Since the Saudi Arabia oil attack, questions have been raised about who was responsible. The strikes also caused alarm on the markets, not least because of how sophisticated they were. Although Iran-backed Houthi rebels fighting a Saudi-led coalition in nearby Yemen have said they were to blame, the United States has accused Iran of being the mastermind behind the “act of war.”
Given the sheer volume of the output affected — and the significant damage inflicted on two major facilities in Saudi Arabia — an oil price jump was inevitable. Here, we’ll examine the latest oil price news, what the fallout from the Saudi Arabia drone attack might be, and what could happen next.
The extent of the oil price rise
The Saudi Arabia oil attack took place on Saturday, September 15— and by the Monday, investors were digesting news of what had happened. For a time, Brent crude oil futures had leapt by about 20% — an increase of approximately $11 per barrel. The oil price rise was limited to 10%, a premium of $6, later that day.
In the immediate aftermath of the incident on Sunday, Donald Trump had proposed that supplies from America’s emergency fuel storage, known as the Strategic Petroleum Reserve, could be released in order to calm turbulence in oil prices. It could be argued that this helped to placate the oil markets — as well as the realization that, although Saudi oil exports could be affected for many weeks, it’s unlikely to send deep shockwaves through the global economy.
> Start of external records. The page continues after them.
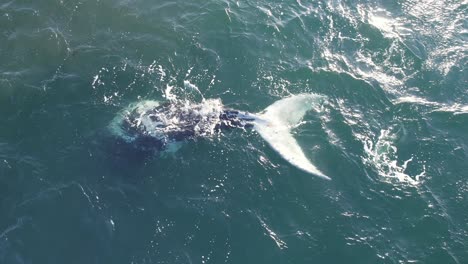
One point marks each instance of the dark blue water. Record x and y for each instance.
(392, 133)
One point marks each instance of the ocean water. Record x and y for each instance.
(392, 134)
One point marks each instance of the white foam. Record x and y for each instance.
(381, 154)
(275, 123)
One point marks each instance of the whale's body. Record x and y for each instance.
(154, 126)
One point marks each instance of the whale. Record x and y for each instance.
(154, 126)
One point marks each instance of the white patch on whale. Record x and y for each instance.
(274, 124)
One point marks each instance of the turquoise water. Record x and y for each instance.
(392, 134)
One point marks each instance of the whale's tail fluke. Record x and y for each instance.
(274, 124)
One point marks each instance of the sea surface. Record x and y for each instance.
(392, 134)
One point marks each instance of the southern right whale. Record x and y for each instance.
(155, 126)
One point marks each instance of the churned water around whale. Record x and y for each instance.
(390, 132)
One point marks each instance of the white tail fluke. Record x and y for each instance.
(274, 124)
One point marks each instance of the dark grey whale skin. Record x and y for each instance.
(145, 146)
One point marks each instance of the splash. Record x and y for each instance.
(158, 120)
(382, 156)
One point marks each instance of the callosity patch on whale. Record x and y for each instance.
(274, 124)
(168, 122)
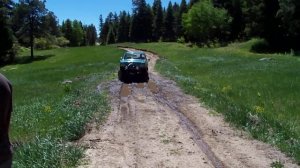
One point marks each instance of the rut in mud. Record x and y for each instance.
(155, 124)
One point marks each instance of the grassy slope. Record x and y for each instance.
(48, 113)
(261, 97)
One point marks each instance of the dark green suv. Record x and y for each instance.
(134, 66)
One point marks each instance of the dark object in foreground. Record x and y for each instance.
(134, 67)
(5, 114)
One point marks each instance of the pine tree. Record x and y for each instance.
(192, 2)
(124, 26)
(34, 11)
(91, 35)
(101, 24)
(158, 20)
(68, 30)
(169, 33)
(141, 26)
(6, 40)
(182, 9)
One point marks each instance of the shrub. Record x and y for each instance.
(204, 22)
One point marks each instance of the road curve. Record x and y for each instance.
(155, 124)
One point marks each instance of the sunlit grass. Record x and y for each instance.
(55, 97)
(259, 95)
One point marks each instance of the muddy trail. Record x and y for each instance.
(155, 124)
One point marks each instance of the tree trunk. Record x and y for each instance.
(31, 38)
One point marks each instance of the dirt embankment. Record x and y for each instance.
(155, 124)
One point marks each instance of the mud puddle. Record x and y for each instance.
(155, 124)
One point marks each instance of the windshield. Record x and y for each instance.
(134, 56)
When it comes to the oil prices forecast for the future, the concern doesn’t lie in what has just happened, but whether Saudi Arabia’s infrastructure — which is responsible for 1 in 10 barrels produced internationally — could be susceptible to other brazen attacks, with tensions in the Gulf showing little sign of abating. Another headache caused by the Saudi Arabia drone attack lies in how the world’s spare production capacity has taken a substantial hit, meaning that further unplanned outages could indeed cause a shortage.
How long are oil prices forecast to rise?
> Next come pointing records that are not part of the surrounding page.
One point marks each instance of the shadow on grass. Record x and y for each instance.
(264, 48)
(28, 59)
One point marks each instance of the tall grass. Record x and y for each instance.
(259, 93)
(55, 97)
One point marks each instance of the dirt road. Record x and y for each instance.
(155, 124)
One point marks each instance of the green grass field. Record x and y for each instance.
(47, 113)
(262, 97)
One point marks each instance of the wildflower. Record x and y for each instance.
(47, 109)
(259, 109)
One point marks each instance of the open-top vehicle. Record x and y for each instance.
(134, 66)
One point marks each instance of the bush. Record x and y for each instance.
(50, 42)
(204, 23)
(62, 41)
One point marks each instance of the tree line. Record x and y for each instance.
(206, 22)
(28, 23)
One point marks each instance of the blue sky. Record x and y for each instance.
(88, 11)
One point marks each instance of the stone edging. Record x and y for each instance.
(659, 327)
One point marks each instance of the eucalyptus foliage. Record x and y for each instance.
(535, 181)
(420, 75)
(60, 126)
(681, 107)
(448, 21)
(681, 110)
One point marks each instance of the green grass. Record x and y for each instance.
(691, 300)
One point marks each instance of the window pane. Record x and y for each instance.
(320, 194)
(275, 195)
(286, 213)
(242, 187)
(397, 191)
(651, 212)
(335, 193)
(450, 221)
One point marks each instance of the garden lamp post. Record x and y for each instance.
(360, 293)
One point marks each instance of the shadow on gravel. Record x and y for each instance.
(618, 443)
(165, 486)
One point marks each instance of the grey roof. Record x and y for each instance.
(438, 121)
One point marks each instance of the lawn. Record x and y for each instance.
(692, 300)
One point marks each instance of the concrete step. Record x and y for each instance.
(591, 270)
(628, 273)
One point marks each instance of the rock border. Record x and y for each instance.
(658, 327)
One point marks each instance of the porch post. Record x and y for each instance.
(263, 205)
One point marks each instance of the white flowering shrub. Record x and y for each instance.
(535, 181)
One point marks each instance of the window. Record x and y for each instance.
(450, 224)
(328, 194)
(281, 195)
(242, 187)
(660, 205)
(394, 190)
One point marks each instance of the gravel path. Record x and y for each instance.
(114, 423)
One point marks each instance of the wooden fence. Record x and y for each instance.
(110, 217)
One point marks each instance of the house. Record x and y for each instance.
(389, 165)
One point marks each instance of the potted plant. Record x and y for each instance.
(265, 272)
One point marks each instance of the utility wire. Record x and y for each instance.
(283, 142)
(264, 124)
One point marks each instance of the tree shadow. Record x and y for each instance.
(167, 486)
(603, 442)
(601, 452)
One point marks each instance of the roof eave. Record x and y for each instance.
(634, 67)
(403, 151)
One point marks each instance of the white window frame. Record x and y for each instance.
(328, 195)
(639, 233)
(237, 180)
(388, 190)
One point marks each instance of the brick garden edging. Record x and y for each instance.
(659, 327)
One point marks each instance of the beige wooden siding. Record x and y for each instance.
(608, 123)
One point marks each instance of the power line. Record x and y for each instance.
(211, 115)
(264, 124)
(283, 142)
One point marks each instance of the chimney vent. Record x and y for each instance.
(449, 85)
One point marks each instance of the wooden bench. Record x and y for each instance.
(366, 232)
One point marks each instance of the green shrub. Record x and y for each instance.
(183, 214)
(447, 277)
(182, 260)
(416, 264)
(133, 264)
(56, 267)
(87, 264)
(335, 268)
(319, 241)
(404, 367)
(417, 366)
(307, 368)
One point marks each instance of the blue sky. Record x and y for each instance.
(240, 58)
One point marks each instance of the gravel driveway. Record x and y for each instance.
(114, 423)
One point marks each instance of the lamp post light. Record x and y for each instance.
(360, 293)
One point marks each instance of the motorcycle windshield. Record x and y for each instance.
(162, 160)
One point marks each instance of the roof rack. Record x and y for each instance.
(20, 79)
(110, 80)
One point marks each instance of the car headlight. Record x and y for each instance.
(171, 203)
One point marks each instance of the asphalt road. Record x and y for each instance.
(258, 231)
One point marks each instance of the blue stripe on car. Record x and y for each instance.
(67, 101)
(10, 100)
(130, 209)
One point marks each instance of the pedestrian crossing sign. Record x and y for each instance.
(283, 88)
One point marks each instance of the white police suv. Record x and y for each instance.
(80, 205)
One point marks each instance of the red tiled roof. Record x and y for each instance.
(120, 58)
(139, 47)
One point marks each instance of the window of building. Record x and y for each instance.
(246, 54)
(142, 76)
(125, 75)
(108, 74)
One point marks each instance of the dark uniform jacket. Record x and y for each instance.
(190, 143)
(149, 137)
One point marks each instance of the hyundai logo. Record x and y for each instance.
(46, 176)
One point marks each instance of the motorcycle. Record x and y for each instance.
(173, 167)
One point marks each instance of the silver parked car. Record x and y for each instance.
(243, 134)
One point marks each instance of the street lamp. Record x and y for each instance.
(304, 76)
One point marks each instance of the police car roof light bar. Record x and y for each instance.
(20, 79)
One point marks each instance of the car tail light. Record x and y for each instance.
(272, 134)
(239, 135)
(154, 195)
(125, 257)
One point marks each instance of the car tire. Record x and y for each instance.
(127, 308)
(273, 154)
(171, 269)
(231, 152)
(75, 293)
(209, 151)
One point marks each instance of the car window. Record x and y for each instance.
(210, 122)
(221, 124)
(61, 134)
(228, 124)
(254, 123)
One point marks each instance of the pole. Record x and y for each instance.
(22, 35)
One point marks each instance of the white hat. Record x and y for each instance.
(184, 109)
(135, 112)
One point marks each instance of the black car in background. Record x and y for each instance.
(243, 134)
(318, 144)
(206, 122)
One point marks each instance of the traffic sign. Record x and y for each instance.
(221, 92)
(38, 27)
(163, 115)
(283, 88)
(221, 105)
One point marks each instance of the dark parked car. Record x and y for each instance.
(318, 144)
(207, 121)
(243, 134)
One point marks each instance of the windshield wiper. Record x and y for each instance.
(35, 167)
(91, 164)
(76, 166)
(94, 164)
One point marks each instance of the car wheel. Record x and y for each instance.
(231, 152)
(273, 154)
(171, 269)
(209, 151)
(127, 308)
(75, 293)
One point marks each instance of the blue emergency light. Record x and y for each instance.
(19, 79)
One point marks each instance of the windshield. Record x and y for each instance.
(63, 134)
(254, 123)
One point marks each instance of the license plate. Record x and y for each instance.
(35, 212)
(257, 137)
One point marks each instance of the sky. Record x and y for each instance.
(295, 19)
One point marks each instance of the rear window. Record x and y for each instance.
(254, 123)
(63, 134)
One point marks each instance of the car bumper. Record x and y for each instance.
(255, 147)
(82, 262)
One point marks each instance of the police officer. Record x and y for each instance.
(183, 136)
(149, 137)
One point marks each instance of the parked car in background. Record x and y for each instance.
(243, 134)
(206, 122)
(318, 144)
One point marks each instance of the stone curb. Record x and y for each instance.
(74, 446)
What lies ahead is always difficult to predict, but Saudi Arabia has wasted no time in setting out a clear schedule for when its output capacity will return to normal levels. The kingdom says supply to customers has been unaffected because it has been available to draw on reserve inventories, and lost production is set to be restored by September’s end. Riyadh also predicts that output capacity will have returned to 12 million barrels a day by the end of November. By Tuesday, September 17 — just three days after the attack — Saudi officials said one of the processing plants affected had already restored 50% of production.
Another substantial oil price rise will follow if Saudi Arabia’s infrastructure is targeted again, with energy analysts warning the kingdom has little way to absorb further shocks. Oil sectors in other parts of the region — such as Kuwait — are increasing security to the highest levels possible in the aftermath of the attack.
For now, oil prices are higher than what they were before the Saudi Arabia drone attack. That’s likely to remain the case for some time, but analysts believe that prices will begin to head back to previous levels when capacity returns.
An oil price rise for consumers?
The only remaining question is what impact — if any — will the unrest in the Gulf have on consumers who are looking to fill up their tanks with gas.
In the US, where domestic oil production has risen substantially in recent years, consumers are set to see less of an impact at the pump than they would have done previously. That said, some analysts have warned that prices in America could rise by about 25 cents per gallon in the short-term, with gas stations set to pass along any costs instead of absorbing them.